Search code examples
csvexportspss

Export to CSV using SAVE TRANSLATE but empty values are exported as a single space


I have a dataset in SPSS, see example dataset below. This is just an example, the real one is provided by a separate external process and has more columns and rows. The empty values are set as " " in the example but this is also how empty values are provided in SPSS, it's treated internally as null/empty/missing values.

data list list/FieldNam(a20) FormName(a20) FieldType(a20) Choices(a50) Required(F1) Identifier(a1) Minimum(f8) Maximum(f8).
begin data
"Field 1" "Form abc" "text" " " 1 "y" " " " "
"Field 2" "Form abc" "datetime" " " 1 "y" " " " "
"Field 3" "Form xyz" "radio" "0=never | 1=sometimes | 2=often | 3=always" " " " " " " " "
"Field 4" "Form xyz" "text" " " " " " " "1" "100"
"Field 5" "Form xyz" "radio" "0=no | 1=yes" " " " " " " " "
end data.

Then I use the following syntax to save it as a CSV text file.

SAVE TRANSLATE
/TYPE = CSV
/FIELDNAMES
/TEXTOPTIONS DELIMITER=',' QUALIFIER='"'
/OUTFILE = 'C:\Temp\my_csv_file.csv'
/ENCODING='Windows-1252'
/REPLACE.

And the resulting CSV file contains the following, with single spaces for the empty values

FieldNam,FormName,FieldType,Choices,Required,Identifier,Minimum,Maximum
Field 1,Form abc,text, ,1,y, , 
Field 2,Form abc,datetime, ,1,y, , 
Field 3,Form xyz,radio,0=never | 1=sometimes | 2=often | 3=always, , , , 
Field 4,Form xyz,text, , , ,1,100
Field 5,Form xyz,radio,0=no | 1=yes, , , , 

However, I would like the empty values to just be empty, like so:

FieldNam,FormName,FieldType,Choices,Required,Identifier,Minimum,Maximum
Field 1,Form abc,text,,1,y,,
Field 2,Form abc,datetime,,1,y,,
Field 3,Form xyz,radio,0=never | 1=sometimes | 2=often | 3=always,,,,
Field 4,Form xyz,text,,,,1,100
Field 5,Form xyz,radio,0=no | 1=yes,,,,

So my question is, is it possible to export the SPSS dataset like this?

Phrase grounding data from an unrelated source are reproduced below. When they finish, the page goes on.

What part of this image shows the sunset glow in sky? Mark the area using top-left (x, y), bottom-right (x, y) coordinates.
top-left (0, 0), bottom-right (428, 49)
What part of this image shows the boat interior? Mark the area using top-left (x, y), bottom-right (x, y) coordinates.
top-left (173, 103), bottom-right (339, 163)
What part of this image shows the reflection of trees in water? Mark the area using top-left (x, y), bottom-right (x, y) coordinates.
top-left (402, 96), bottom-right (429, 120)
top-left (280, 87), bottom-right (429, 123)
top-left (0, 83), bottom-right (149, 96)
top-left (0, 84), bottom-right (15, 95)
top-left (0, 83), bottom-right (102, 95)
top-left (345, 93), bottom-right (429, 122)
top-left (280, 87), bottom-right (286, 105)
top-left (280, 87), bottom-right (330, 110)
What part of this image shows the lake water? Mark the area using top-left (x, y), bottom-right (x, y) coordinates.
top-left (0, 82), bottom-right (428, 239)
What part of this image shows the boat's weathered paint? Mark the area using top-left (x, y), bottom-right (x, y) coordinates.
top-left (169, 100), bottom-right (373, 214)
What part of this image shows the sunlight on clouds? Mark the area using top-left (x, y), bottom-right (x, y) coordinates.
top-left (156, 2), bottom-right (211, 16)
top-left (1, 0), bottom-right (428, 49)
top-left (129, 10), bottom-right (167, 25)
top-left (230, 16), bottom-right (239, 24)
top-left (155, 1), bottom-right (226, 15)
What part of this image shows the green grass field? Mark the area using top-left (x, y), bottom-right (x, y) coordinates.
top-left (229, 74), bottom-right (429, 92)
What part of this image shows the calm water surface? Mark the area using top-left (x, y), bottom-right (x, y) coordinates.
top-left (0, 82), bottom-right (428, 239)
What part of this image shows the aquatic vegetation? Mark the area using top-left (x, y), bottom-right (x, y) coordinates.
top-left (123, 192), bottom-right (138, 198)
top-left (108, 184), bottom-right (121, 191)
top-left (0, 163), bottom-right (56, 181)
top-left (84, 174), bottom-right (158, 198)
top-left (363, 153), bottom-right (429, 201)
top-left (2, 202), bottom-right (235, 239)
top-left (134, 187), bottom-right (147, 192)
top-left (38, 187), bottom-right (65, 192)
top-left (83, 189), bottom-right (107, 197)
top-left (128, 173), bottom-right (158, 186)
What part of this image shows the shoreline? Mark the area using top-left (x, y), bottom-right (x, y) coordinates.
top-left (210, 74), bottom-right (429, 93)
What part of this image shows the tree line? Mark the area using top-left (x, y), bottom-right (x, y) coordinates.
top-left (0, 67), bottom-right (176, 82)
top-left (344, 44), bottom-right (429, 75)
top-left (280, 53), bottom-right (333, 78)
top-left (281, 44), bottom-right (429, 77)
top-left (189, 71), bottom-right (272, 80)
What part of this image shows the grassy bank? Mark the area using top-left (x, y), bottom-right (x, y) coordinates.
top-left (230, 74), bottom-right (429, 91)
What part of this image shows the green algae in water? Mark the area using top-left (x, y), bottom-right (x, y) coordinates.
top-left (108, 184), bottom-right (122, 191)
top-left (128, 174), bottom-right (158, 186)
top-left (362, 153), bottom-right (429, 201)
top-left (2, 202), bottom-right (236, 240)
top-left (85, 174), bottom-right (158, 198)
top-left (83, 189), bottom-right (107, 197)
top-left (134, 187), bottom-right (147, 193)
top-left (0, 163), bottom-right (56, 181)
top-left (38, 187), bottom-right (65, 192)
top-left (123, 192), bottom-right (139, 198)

The exported csv file will be used as input for another system, and it cannot handle the , , empty values. I know I can open it in Notepad and just do search-and-replace after the fact. But I want to automate it as much as possible because the export will be used more often, so this would save a lot of work.


Solution

  • Information from this page suggests one can invoke a script: https://www.ibm.com/docs/en/spss-statistics/23.0.0?topic=reference-script

    SCRIPT

    SCRIPT runs a script to customize the program or automate regularly performed tasks. You can run a Basic script or a Python script.

    SCRIPT 'filename' [(quoted string)]

    This command takes effect immediately. It does not read the active dataset or execute pending transformations. See the topic Command Order for more information.

    Release History

    Release 16.0

    Scripts run from the SCRIPT command now run synchronously with the command syntax stream.

    Release 17.0

    Ability to run Python scripts introduced.

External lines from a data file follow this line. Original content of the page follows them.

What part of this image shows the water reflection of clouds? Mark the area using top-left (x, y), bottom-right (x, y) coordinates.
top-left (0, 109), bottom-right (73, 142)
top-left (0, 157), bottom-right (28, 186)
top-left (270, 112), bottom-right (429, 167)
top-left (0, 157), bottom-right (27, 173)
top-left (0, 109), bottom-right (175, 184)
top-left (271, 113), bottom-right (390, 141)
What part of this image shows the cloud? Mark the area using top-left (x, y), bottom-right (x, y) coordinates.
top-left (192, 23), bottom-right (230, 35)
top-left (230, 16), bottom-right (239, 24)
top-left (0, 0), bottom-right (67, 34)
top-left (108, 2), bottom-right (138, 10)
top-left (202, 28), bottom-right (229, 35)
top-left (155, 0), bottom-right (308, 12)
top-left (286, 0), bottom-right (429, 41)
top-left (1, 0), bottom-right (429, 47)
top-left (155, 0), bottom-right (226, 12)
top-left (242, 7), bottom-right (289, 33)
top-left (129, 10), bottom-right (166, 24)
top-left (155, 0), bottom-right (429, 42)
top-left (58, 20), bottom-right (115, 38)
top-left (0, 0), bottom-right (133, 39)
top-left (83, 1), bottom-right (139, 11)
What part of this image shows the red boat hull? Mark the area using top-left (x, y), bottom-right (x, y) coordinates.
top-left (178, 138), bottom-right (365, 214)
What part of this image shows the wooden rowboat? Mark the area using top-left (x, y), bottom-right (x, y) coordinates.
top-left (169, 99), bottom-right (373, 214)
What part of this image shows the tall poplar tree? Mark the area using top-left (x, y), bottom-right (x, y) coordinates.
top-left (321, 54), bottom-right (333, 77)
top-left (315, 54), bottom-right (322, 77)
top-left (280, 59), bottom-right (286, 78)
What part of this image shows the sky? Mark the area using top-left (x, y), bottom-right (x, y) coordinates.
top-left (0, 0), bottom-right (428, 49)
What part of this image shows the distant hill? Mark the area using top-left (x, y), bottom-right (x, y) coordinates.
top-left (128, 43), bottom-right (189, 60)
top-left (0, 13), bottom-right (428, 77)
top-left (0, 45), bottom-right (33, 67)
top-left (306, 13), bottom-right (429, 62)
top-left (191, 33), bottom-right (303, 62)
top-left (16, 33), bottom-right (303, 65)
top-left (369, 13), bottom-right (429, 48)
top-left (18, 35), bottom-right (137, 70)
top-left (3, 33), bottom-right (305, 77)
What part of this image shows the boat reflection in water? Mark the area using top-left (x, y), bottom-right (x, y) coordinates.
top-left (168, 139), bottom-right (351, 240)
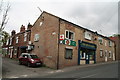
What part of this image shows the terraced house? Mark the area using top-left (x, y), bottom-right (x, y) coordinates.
top-left (2, 11), bottom-right (115, 69)
top-left (2, 23), bottom-right (32, 58)
top-left (30, 11), bottom-right (115, 69)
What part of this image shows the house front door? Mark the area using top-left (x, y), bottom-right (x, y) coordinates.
top-left (105, 50), bottom-right (107, 62)
top-left (10, 49), bottom-right (13, 58)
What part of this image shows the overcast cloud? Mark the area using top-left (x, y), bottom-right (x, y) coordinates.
top-left (1, 0), bottom-right (119, 36)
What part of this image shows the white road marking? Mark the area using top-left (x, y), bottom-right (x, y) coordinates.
top-left (81, 73), bottom-right (97, 78)
top-left (74, 73), bottom-right (97, 80)
top-left (20, 75), bottom-right (28, 77)
top-left (9, 76), bottom-right (19, 78)
top-left (47, 71), bottom-right (55, 74)
top-left (56, 70), bottom-right (64, 72)
top-left (48, 70), bottom-right (64, 74)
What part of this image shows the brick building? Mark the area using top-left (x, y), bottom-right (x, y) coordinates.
top-left (2, 23), bottom-right (33, 58)
top-left (109, 35), bottom-right (120, 60)
top-left (30, 11), bottom-right (115, 69)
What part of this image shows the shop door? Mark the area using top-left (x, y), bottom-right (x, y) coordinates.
top-left (79, 50), bottom-right (90, 64)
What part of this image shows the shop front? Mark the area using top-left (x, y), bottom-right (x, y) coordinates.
top-left (78, 40), bottom-right (97, 65)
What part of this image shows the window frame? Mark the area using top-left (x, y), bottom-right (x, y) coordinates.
top-left (24, 33), bottom-right (27, 42)
top-left (104, 50), bottom-right (107, 57)
top-left (84, 31), bottom-right (92, 40)
top-left (6, 39), bottom-right (9, 45)
top-left (65, 48), bottom-right (73, 59)
top-left (65, 30), bottom-right (75, 40)
top-left (98, 37), bottom-right (103, 45)
top-left (100, 49), bottom-right (103, 58)
top-left (34, 34), bottom-right (40, 42)
top-left (14, 48), bottom-right (17, 55)
top-left (109, 41), bottom-right (112, 47)
top-left (108, 51), bottom-right (112, 58)
top-left (16, 37), bottom-right (19, 43)
top-left (105, 40), bottom-right (107, 46)
top-left (9, 38), bottom-right (12, 45)
top-left (39, 22), bottom-right (43, 26)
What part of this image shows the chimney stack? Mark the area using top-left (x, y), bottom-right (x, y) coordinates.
top-left (20, 25), bottom-right (25, 32)
top-left (27, 23), bottom-right (33, 30)
top-left (11, 30), bottom-right (16, 36)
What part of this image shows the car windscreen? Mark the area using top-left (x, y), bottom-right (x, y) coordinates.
top-left (30, 55), bottom-right (39, 59)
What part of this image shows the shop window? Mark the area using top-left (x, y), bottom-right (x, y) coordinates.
top-left (84, 31), bottom-right (92, 40)
top-left (109, 51), bottom-right (112, 58)
top-left (81, 52), bottom-right (86, 59)
top-left (16, 37), bottom-right (19, 43)
top-left (90, 55), bottom-right (94, 60)
top-left (109, 41), bottom-right (112, 47)
top-left (65, 48), bottom-right (73, 59)
top-left (24, 33), bottom-right (27, 42)
top-left (100, 50), bottom-right (103, 58)
top-left (34, 34), bottom-right (40, 42)
top-left (98, 37), bottom-right (103, 45)
top-left (65, 30), bottom-right (74, 40)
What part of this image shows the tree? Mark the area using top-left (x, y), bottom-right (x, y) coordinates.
top-left (1, 31), bottom-right (9, 44)
top-left (0, 0), bottom-right (10, 32)
top-left (112, 34), bottom-right (120, 37)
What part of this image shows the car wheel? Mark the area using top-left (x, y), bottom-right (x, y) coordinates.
top-left (27, 62), bottom-right (31, 67)
top-left (19, 61), bottom-right (22, 65)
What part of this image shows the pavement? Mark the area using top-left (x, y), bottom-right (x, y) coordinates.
top-left (0, 54), bottom-right (2, 79)
top-left (60, 60), bottom-right (118, 72)
top-left (2, 57), bottom-right (119, 78)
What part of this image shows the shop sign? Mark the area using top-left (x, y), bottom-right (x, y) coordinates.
top-left (60, 34), bottom-right (64, 40)
top-left (60, 39), bottom-right (76, 46)
top-left (80, 41), bottom-right (96, 50)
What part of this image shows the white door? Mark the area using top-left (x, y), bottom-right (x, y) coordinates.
top-left (10, 49), bottom-right (13, 58)
top-left (105, 51), bottom-right (107, 62)
top-left (113, 53), bottom-right (115, 61)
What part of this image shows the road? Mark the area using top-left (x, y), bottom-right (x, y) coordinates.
top-left (2, 57), bottom-right (53, 78)
top-left (41, 62), bottom-right (118, 78)
top-left (2, 57), bottom-right (119, 79)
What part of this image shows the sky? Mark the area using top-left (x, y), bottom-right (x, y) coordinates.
top-left (0, 0), bottom-right (119, 36)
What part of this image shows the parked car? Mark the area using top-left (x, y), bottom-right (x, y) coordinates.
top-left (19, 53), bottom-right (43, 67)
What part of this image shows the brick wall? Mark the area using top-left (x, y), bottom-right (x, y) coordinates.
top-left (31, 12), bottom-right (59, 69)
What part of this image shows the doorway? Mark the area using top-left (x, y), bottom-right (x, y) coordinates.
top-left (80, 49), bottom-right (95, 64)
top-left (105, 50), bottom-right (108, 62)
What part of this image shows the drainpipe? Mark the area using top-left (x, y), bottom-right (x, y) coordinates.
top-left (57, 18), bottom-right (60, 70)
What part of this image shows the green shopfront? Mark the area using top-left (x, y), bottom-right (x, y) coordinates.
top-left (78, 40), bottom-right (97, 65)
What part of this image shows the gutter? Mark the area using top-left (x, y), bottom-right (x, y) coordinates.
top-left (57, 18), bottom-right (60, 70)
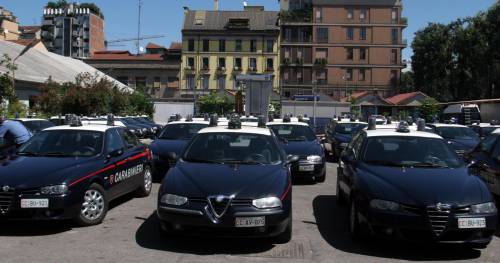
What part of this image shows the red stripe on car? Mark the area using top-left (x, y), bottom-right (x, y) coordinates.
top-left (280, 183), bottom-right (292, 200)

    Example Python script to invoke after each export for release 17.0 or higher:

    import fileinput
    import os
    filename = 'C:\Temp\my_csv_file.csv'
    postfix = '.bak'
    with fileinput.FileInput(filename, inplace=True, backup=postfix) as file:
        for line in file:
            print(line.replace(', ', ',').replace(' ,', ','), end='') 
    try:
        os.remove(filename + postfix)
    except FileNotFoundError as e:
        pass
    

    The script performs a simple search and replace. I've included code to automatically remove the temporary backup file even though the Python manual states it automatically removes the file. For me it consistently does not at the moment (thus the manual removing of the file). But you may remove that specific code if it works without it for you.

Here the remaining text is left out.